Figure 27.9: Windows Me Internet Explorer Security Settings window.

• Download signed ActiveX controls

• Download unsigned ActiveX controls

• Initialize and script ActiveX controls not marked as safe

• Run ActiveX controls as plug-ins (this also has an option for Administrator approved)

• Script ActiveX controls marked safe for scripting

CGI

The Common Gateway Interface is a language-independent interface or standard that Internet Web servers use to pass a user’s request to an application program and forward a response back to the Web server, which in turn provides the results to the user. In English, when a user fills out an HTML form on a Web page, a CGI program is typically used to process the form’s data behind the scenes and get the information back to the server. This allows Web servers to dynamically serve and interact with the users. The actual method of passing data between a server and an application is called the CGI.

CGI programs run on Web servers and are considered to be server-side applications.

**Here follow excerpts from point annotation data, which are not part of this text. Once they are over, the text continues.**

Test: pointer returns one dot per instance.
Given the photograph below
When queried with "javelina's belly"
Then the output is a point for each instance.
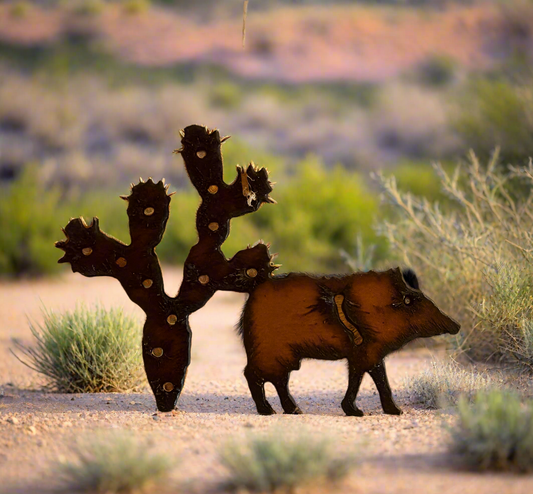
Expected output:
(281, 322)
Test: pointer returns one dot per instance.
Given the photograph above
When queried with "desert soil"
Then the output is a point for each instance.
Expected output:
(291, 45)
(398, 454)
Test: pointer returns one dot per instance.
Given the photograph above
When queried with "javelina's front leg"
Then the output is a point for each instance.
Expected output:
(257, 389)
(354, 382)
(379, 376)
(285, 397)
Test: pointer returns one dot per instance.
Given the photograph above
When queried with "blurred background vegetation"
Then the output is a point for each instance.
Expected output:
(93, 94)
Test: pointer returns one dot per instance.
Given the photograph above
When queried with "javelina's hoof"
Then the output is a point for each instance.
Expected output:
(392, 410)
(295, 411)
(351, 410)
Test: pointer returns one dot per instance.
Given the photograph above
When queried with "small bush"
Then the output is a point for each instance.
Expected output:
(110, 463)
(443, 383)
(86, 351)
(88, 7)
(437, 70)
(277, 463)
(28, 216)
(20, 9)
(134, 7)
(497, 113)
(495, 432)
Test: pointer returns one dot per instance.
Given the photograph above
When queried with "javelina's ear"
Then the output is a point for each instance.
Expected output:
(411, 279)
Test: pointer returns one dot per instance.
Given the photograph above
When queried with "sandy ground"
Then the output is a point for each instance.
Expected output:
(399, 454)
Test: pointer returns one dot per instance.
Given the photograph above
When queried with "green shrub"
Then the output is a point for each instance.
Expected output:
(436, 70)
(495, 432)
(29, 220)
(88, 7)
(86, 351)
(497, 113)
(113, 462)
(474, 258)
(134, 7)
(319, 212)
(443, 383)
(20, 9)
(277, 463)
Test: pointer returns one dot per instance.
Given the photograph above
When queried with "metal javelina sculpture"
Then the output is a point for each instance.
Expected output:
(361, 317)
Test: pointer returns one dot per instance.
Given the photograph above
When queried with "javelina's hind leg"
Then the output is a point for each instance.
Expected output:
(257, 388)
(354, 382)
(379, 376)
(287, 401)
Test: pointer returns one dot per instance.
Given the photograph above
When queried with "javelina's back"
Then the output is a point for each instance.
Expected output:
(281, 324)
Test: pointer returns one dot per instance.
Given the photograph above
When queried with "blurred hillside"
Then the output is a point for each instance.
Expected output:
(93, 94)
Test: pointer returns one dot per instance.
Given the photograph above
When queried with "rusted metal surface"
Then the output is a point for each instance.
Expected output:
(167, 334)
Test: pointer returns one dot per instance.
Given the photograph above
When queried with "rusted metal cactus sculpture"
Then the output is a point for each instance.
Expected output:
(167, 335)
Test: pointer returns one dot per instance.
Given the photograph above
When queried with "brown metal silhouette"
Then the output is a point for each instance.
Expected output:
(167, 335)
(362, 317)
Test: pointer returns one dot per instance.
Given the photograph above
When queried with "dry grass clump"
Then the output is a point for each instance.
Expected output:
(277, 463)
(475, 255)
(495, 432)
(86, 351)
(444, 383)
(113, 462)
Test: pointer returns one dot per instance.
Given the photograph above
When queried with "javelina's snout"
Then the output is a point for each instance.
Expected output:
(455, 327)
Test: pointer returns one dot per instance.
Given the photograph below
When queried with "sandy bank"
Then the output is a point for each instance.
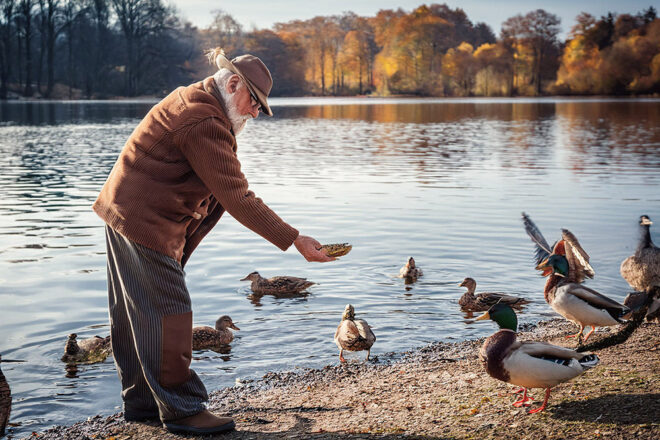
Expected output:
(436, 392)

JavaScript, applets, and ActiveX controls are run on individual systems and are considered client-side programs. A disadvantage with using CGI programs is that they start a new service on a Web server every time a CGI program runs. This can result in a major decrease in the performance of a Web server.

The use of CGI programs allows the vulnerabilities associated with HTTP to be exploited. Also, in order for CGI programs to work, they are written to run on most operating systems and have access to important server system files, as well as connected hosts.

Poorly executed CGI scripts and lack of, or improper, file system permissions can open the security hole doors and leave your system vulnerable to attack.